Die bildgewordenen Traum- und Magiekabinette der Surrealisten

Das Museum Barberini in Potsdam präsentiert eine überwältigende Werkschau, die das Interesse der Surrealisten an Magie, Mythos und Okkultismus in den Blick nimmt

Brauner: „Surrealist“ Fotos: museum-barberini.de/presse

Carrington: „The Necromancer“

Ernst: „Einkleidung der Braut“

Magritte: „Schwarze Magie“

Varo: „Himmlischer Brei“

Fini: „Ends of the Earth“

Der Surrealismus, seit den 1920er Jahren sich entwickelnd, war von dem Wunsch nach absoluter Freiheit beseelt. Nach den Schrecken und Zwängen des Ersten Weltkrieges wollte er die Menschen befreien, sie erretten, versprach Erlösung, wenn man nur an sie glaubte. Was hier verkündet wurde, war nicht der Glaube an die Moderne oder gar an die Technik. Die Kunst und das Leben konnten sich nur erneuern, wenn sie in verbotene Bereiche des Geistes eindrangen – das Unterbewusstsein. Das Unterbewusstsein würde unser Weltgefühl dadurch erneuern, dass es ein Netzwerk von verborgenen Beziehungen offenbare, das sich unter der Oberfläche des Bewusstseins verbirgt. Zufall und Erinnerung, Geheimnisse und Sehnsüchte, Melancholie und Angst, Begierde und Koinzidenz würden in einer neuen Realität – der Sur-Realität, der Überwirklichkeit – zusammenkommen. Das Instrument dazu bot der Traum als eine Metapher für das Unbewusste, das Irreale, aber auch das Magische, Okkulte – sie waren das Tor zur Kunst. In den Träumen sprach das Es, der träumende Geist war für die Surrealisten uneingeschränkte Wahrheit.

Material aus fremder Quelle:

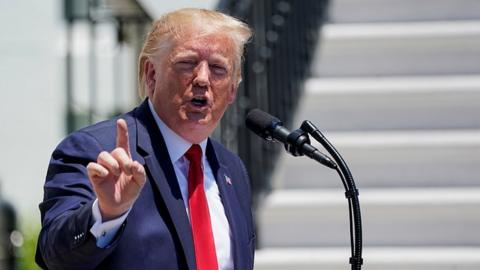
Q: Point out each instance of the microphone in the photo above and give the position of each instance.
(296, 143)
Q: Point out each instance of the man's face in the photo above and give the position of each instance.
(194, 84)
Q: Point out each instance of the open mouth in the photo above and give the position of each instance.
(199, 101)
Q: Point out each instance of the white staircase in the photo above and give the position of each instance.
(396, 88)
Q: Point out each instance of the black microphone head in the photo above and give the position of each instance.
(262, 123)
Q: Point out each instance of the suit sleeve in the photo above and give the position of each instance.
(65, 241)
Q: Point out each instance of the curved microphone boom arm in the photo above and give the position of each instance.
(351, 192)
(297, 143)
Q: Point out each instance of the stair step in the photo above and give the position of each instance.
(391, 159)
(391, 217)
(413, 48)
(409, 258)
(348, 11)
(392, 103)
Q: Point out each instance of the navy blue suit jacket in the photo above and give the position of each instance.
(157, 232)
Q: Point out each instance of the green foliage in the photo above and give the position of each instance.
(26, 253)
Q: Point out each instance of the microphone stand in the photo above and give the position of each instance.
(300, 136)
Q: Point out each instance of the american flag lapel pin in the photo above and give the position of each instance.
(228, 180)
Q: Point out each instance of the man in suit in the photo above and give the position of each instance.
(150, 189)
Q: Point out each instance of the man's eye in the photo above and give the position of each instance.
(186, 64)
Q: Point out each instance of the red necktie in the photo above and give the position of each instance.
(205, 253)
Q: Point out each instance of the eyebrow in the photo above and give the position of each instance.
(191, 53)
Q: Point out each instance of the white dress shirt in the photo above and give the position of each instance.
(177, 147)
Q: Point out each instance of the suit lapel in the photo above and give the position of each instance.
(157, 162)
(229, 200)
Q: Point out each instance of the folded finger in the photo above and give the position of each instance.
(109, 162)
(123, 159)
(96, 172)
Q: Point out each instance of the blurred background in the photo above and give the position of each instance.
(393, 84)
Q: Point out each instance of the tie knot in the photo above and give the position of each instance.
(194, 154)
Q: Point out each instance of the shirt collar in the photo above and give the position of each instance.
(176, 145)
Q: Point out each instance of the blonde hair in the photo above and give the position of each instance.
(174, 25)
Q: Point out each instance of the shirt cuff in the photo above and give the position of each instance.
(104, 232)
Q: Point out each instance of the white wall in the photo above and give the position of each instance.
(31, 97)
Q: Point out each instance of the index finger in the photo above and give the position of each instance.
(122, 136)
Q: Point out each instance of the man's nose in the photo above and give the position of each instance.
(202, 74)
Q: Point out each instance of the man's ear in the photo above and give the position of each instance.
(232, 93)
(150, 79)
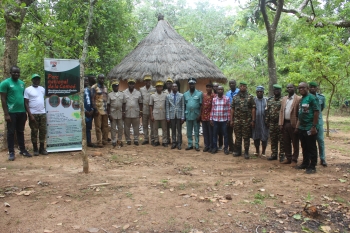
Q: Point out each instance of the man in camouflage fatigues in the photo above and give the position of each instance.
(272, 118)
(242, 119)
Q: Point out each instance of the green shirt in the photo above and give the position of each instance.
(14, 91)
(307, 107)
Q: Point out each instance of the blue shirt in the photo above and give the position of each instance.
(231, 94)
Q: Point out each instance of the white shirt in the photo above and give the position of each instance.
(288, 108)
(35, 95)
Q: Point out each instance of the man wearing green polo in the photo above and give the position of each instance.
(12, 100)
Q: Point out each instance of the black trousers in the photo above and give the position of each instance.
(308, 145)
(18, 121)
(176, 134)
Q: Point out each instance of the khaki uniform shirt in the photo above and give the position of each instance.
(158, 103)
(132, 101)
(115, 99)
(146, 93)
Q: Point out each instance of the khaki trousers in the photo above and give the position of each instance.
(164, 130)
(101, 128)
(135, 122)
(120, 124)
(145, 121)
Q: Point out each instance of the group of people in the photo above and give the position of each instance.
(285, 120)
(18, 104)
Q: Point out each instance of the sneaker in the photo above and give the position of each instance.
(310, 170)
(11, 156)
(25, 153)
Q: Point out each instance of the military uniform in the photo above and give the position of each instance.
(146, 93)
(242, 104)
(115, 100)
(158, 103)
(132, 113)
(276, 135)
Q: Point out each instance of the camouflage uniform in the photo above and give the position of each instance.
(272, 117)
(242, 103)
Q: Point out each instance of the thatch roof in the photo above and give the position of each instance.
(163, 54)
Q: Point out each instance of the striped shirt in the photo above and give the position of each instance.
(220, 110)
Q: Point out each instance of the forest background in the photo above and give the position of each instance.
(311, 40)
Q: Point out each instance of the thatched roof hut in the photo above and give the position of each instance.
(163, 54)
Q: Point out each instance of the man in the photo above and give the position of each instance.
(272, 118)
(157, 112)
(114, 109)
(260, 131)
(307, 127)
(12, 101)
(175, 114)
(205, 118)
(242, 119)
(146, 92)
(132, 111)
(89, 111)
(99, 95)
(288, 118)
(193, 104)
(35, 106)
(168, 90)
(219, 118)
(231, 93)
(320, 134)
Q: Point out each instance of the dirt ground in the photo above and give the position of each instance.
(156, 189)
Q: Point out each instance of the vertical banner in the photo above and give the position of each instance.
(62, 86)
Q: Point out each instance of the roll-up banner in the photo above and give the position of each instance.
(62, 86)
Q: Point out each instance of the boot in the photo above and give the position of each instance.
(42, 149)
(282, 157)
(246, 153)
(238, 152)
(35, 149)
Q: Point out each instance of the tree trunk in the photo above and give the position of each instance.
(271, 29)
(82, 110)
(13, 15)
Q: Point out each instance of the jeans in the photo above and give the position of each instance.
(18, 121)
(220, 128)
(207, 134)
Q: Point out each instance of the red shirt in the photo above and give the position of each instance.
(206, 106)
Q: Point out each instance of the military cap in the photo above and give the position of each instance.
(169, 80)
(192, 80)
(260, 88)
(313, 83)
(277, 86)
(131, 80)
(35, 76)
(115, 82)
(147, 77)
(159, 83)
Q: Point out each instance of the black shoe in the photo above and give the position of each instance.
(25, 153)
(272, 157)
(156, 144)
(324, 163)
(11, 156)
(301, 166)
(310, 170)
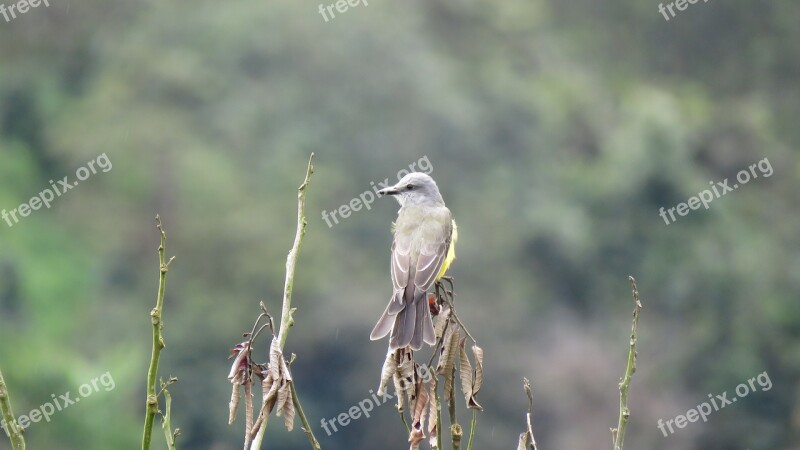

In Kooperation mit der Peggy Guggenheim Collection in Venedig zeigt das Museum Barberini in Potsdam eine erste umfassende Werkschau der Welt des Traums, der Magie, des Mythos und Okkultismus, wie sie die Surrealisten Bild und Objekt werden ließen. Mehr als 90 Arbeiten von ungefähr 90 Künstlern, Schlüsselwerke, aber auch weitgehend Unbekanntes, neu zu Entdeckendes sind mit Bedacht aus internationalen öffentlichen wie auch Privatsammlungen zusammengetragen worden. Schreitet man durch die Potsdamer Ausstellungsräume, dann entfaltet sich der ganze magische Zauber surrealistischer Darstellungsweise: Die Figuren sind in ständiger Verwandlung begriffen, ein Spiel mit den Identitäten findet statt, in denen der Künstler ebenso als Geschöpf und Schöpfer in Erscheinung tritt. Es geschehen unzählige Metamorphosen und überraschende Begegnungen an ungewöhnlichen Orten, poetische Traumbilder wie auch die Ungeheuer des Unbewussten werden beschworen, die prekäre Erstarrung der konvulsivischen Schönheit und das Wunderbare bleiben keineswegs außen vor. Zufall und Kontrolle mischen sich; aus dem Unbewussten geschaffen, sind gleichsam absichtsvoll gestaltete Formen herausgekommen.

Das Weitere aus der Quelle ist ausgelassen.